A medical emergency defined as a single oral temperature ≥38.3°C (101°F) or ≥38.0°C (100.4°F) sustained over one hour in a patient with an absolute neutrophil count (ANC) <500 cells/mcL, or expected to fall below 500; presumed to represent bacterial infection until proven otherwise, requiring emergent broad-spectrum antibiotics.

How It's Used on the Ward

"Neutropenic fever" or "febrile neutropenia" — the oncologic emergency that triggers the automatic antibiotic protocol in cancer patients on chemo.

Example

""Day 10 post-CHOP in a lymphoma patient, calls with temperature 38.5: ANC 180. This is neutropenic fever.

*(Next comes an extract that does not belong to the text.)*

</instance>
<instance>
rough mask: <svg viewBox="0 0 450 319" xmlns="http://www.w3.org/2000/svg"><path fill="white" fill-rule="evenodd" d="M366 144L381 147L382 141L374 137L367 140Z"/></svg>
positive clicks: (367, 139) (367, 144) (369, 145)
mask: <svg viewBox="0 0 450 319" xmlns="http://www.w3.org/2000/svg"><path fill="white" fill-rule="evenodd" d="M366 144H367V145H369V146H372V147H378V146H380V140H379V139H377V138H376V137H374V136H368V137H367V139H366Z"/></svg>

Go to the ED immediately, cultures drawn, cefepime 2g IV within 60 minutes, and admission for monitoring. Do not wait for culture results.""

Clinical Context

ANC = WBC x % neutrophils. ANC <500 = severe neutropenia. ANC <100 = profound neutropenia (highest risk). Empiric regimen: antipseudomonal beta-lactam (cefepime, pip-tazo, or carbapenem). Add vancomycin for: suspected catheter infection, skin/soft tissue infection, hemodynamic instability, known MRSA colonization. MASCC score risk-stratifies: high-risk (hospitalized, MASCC <21) vs low-risk (MASCC ≥21, early discharge with oral fluoroquinolone possible). G-CSF (filgrastim) shortens neutropenic duration. Mortality from untreated gram-negative sepsis in neutropenic patients can be >50% within hours.